As someone who has spent the last thirteen or so years debating both sides of the abortion issue with friends, I have become greatly frustrated by our inability to move beyond namecalling and sloganeering. Whatever ground I have gained on either side has been gained by first being able to see the very legitimate point of view of the other person. Where I have not gained ground is by arguing - ABORTION IS MURDER, or MY BODY, MY CHOICE. I would love to know how people have formed their opinions and on what information they base their opinion. But I would like to keep this thread respectful. If I say things below that sound at first inflammatory, keep reading. I am honestly admitting feelings that I have held at times, and not judgments against people.
I''ll state right off the bat that I''m pro-choice. But I''ll also admit I have my reservations. I have had many, many life events over the years that have seriously affected the way that I view abortion.
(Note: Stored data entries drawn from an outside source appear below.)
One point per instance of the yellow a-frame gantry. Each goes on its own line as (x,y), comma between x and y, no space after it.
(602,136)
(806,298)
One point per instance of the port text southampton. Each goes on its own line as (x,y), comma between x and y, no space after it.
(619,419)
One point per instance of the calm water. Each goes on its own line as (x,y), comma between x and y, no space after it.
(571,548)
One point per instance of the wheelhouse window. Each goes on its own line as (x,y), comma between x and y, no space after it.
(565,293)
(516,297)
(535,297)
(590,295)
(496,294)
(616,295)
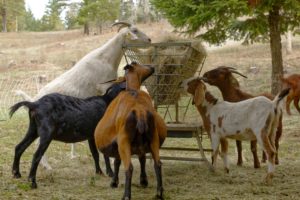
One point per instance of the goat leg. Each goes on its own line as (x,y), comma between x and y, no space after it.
(287,104)
(253,145)
(128,176)
(95,155)
(239,150)
(44,144)
(296,103)
(143,176)
(109,171)
(115,179)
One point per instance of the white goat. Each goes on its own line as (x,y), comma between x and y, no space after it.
(85,78)
(252,119)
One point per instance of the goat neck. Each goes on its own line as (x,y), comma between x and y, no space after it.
(133,81)
(114,55)
(232,93)
(204,107)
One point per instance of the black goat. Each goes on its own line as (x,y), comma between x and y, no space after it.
(63,118)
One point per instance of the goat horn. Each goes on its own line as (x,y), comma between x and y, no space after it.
(123,24)
(108,81)
(236,72)
(227,67)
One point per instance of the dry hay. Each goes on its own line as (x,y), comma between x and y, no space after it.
(174,59)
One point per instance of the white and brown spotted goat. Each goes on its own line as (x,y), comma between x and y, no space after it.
(252,119)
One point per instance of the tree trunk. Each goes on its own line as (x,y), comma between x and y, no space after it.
(275,44)
(86,29)
(289,47)
(4,20)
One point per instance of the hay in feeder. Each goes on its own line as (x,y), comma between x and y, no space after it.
(174,59)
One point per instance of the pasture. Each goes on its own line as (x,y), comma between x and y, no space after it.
(27,55)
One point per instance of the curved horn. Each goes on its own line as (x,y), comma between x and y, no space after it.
(236,72)
(225,67)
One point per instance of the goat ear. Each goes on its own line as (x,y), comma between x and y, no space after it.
(198,96)
(128,67)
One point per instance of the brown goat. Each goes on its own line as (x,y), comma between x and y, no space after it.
(293,82)
(222,78)
(132,126)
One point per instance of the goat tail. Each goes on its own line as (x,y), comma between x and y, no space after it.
(278,99)
(141,122)
(15,107)
(23,95)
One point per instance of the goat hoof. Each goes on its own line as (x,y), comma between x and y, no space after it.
(114,184)
(17,174)
(99,172)
(33,185)
(268,179)
(226,170)
(159,196)
(109,172)
(256,166)
(144,182)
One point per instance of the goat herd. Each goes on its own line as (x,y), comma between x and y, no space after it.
(123,121)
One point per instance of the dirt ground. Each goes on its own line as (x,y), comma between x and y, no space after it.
(23,55)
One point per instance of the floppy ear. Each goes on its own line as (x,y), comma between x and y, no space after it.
(128,67)
(198,96)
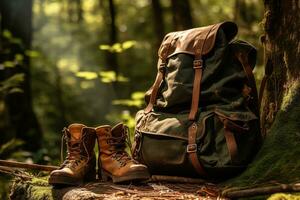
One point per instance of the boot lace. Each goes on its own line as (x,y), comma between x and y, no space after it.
(120,144)
(74,153)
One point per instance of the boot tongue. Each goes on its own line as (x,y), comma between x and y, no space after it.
(75,131)
(118,130)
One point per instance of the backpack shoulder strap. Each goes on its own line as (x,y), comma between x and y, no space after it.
(192,130)
(160,73)
(243,59)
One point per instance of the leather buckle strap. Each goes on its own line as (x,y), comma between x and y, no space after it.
(158,80)
(198,63)
(192,150)
(231,144)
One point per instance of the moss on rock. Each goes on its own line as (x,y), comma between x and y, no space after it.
(278,160)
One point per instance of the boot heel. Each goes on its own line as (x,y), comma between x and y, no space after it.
(105,176)
(90,175)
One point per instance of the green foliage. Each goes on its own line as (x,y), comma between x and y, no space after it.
(276,160)
(137,100)
(12,84)
(282,196)
(118,47)
(104,76)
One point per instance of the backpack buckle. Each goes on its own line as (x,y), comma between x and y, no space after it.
(198,64)
(162,68)
(191,148)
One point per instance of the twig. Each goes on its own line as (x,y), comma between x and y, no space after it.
(27,166)
(234,193)
(15,173)
(176,179)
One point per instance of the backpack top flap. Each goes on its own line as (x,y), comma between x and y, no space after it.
(189,40)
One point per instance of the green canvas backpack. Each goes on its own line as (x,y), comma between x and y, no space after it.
(202,118)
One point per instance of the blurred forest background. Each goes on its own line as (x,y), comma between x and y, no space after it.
(90,61)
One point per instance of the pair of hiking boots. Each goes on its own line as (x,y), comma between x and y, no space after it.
(113,161)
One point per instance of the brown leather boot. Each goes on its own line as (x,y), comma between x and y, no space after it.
(113,160)
(80,162)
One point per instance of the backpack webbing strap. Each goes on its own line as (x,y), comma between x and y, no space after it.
(231,144)
(243,59)
(192,131)
(159,78)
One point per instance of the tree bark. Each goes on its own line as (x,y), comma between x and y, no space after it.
(182,17)
(16,17)
(158,22)
(282,55)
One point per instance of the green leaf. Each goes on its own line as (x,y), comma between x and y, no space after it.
(138,95)
(9,64)
(128,44)
(87,75)
(107,76)
(110,76)
(19,57)
(15,90)
(86,84)
(32,54)
(117,47)
(122,78)
(128,102)
(104,47)
(7,34)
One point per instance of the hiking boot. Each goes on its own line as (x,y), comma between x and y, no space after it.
(80,162)
(113,161)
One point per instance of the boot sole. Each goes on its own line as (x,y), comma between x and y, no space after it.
(71,181)
(63,180)
(136,176)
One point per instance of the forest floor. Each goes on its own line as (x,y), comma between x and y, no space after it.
(38,188)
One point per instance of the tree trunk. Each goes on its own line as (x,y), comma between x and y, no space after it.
(158,22)
(16,17)
(282,56)
(182,17)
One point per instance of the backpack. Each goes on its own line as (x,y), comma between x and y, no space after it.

I''ll try to keep this brief, but I, like many other PS posters, have an extremely conservative Christian background - so, first opinion was indoctrinated - abortion is murder. However, I also grew up in a poor, lower class neighborhood of latchkey kids (meaning - kids who came home to empty houses, working parents provided little supervision). A whole heck of a lot of these kids got pregnant, many of whom were my friends. These young girls would have no parental support, no support from the father, they were afraid, and abortion seemed like the natural solution. I personally know girls who ended up getting scholarships, going to college, and breaking out of their cycle of poverty after they chose an abortion. And I personally know girls that kept their babies, went on welfare as teens, and are still on some sort of assistance twenty years later. Abortion seemed to me by my late teens to be an unfortunate thing to have to go through, but the obvious solution to an unwanted pregnancy.
Then I found out at age 23 that I had a condition that would make it extremely difficult to have my own baby. I had one ovary removed at 24, and I spent 25 to 30 going $100,000 into debt having every infertility treatment known to man. I had multiple miscarriages, and even worse - a missed miscarriage. My baby died but wouldn''t leave my body, so I had to go have it surgically removed. I call these my "return to conservativism years" I was ANGRY at all the women who aborted their babies. Why wouldn''t they just let me have them????
However, at the same time that I''m thinking - because it benefits my argument - all you people getting abortions are bad because you are killing a life, I''m losing babies left and right. It made me start seriously questioning, are these actually lives? And - if you believe in a supreme being - is He/Her really putting a soul into every fetus that I''ve lost in the bathroom? Outside of the fact that to ME, they very much represented the potential life of the child I want, is it logical to think that they are really lives? And - if up to 30 percent of pregnancies end in miscarriage, how much value could a supreme being possibly put into the embryo at such an early stage of development?
And then, I DID finally get pregnant, didn''t miscarry, got to see the 6 week bean with a heart beat, and got a totally different perspective again.
There''s more, but I think I have said enough to make the case that I can respect all of your points of view. I think that most arguments about abortion boil down to ethical or legal. I''ve decided for myself that I don''t want the government to legislate my morality, no matter how badly I at one point wanted just one of those aborted babies. I would greatly like it if we could move the national conversation beyond slogans and do things that WOULD benefit parents who want to adopt, help reduce abortions by eliminating the stigma for unwed teenage girls, have programs that encourage adoption, publicize the fact that there are many different options available for young women these days, including open adoption that would allow for the mother to have varying levels of presence in their baby''s life. (On a side note, I would also like to completely overhaul the foster care system that lets children grow up in a parentless limbo indefinitely.)
But that said, I want to encourage these women, not remove their choice. And to me, that is what the pro-life/pro-choice debate boils down to.